Eu era o ministro da Fazenda na época. Vi o final do governo Sarney. O Temer só tem uma desvantagem: a delação da JBS e o provável depoimento do Loures. De resto, é tudo melhor. No Sarney, o centro do sistema político era Ulysses Guimarães, que podia vetar a nomeação de ministros do Sarney. Ele vetou a nomeação do Tasso Jereissati para a Fazenda. Foi por isso que virei ministro. Ulysses era o tríplice presidente. Na verdade, era três e meio: presidente da Câmara, da Assembleia Constituinte e do PMDB, além de meio presidente da República. Hoje, o centro é do Temer. O Brasil estava com a economia piorando e a inflação intratável naquela época. Hoje, a economia começa a melhorar, e não há processo inflacionário intratável. Pelo contrário, o Brasil venceu a hiperinflação. Embora ainda haja inércia inflacionária, nem se compara com o que era naquela época. O país hoje é atrativo para o investimento estrangeiro. O agronegócio se tornou o maior sucesso da economia em todos os tempos. É o campeão de sucesso, de geração de otimismo. O sistema financeiro é totalmente sólido, bem regulado e provisionado. É outro Brasil. O país tem Judiciário independente, investigações autônomas com órgãos igualmente autônomos, como Polícia Federal e Ministério Público, apesar dos excessos deles. É um conjunto do que conquistamos desde a democratização. A função de Sarney era conduzir a transição, evitar que o Brasil retrocedesse no campo democrático. Conseguiu. O Temer não tem essa missão. A missão número um dele é sobreviver. A segunda, conseguir as reformas. Com a aprovação da trabalhista, a previdenciária ficará mais viável, talvez com descaracterização maior.

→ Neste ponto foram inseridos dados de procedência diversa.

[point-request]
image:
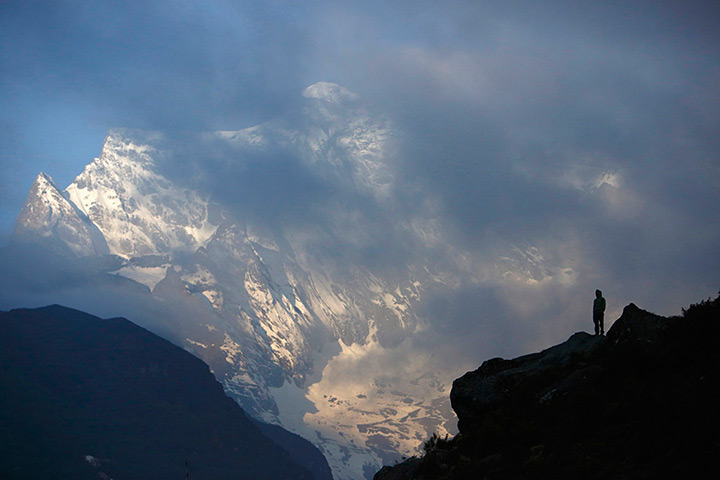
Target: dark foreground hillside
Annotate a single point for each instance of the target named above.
(641, 403)
(86, 398)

Que descaracterização seria essa na reforma da Previdência?
Seria restringir as mudanças a duas coisas: idade mínima e unificação dos regimes. A proposta era durar 30 anos. Vai durar três. Mas ao menos elementos básicos serão introduzidos, que não serão objeto de discussão se não para melhorar. Tenho expectativa de que não vamos eleger um doido em 2018. Com a legitimidade renovada pelas urnas, (o presidente) fará a reforma que o Temer não conseguir. Como já foi aprendido, é necessário processo de comunicação e negociação melhor. O mercado ficará feliz com isso. Há liquidez ampla e oportunidades no Brasil.
A sucessão de escândalos não espanta investimentos estrangeiros?
É claro que impacta, mas não impede que continuem olhando para o Brasil. Um dos efeitos da crise é o adiamento do plano de investimentos, inclusive o estrangeiro. Nenhuma multinacional relevante está fora do Brasil. O investidor não pode ficar desconectado. A pressuposição é de que o país vai resolver essa crise em algum momento. As multinacionais fazem esse tipo de análise. Aprenderam a lidar com diferentes ambientes institucionais. O Brasil não é complicado. Complicados são Venezuela, Iraque, Afeganistão.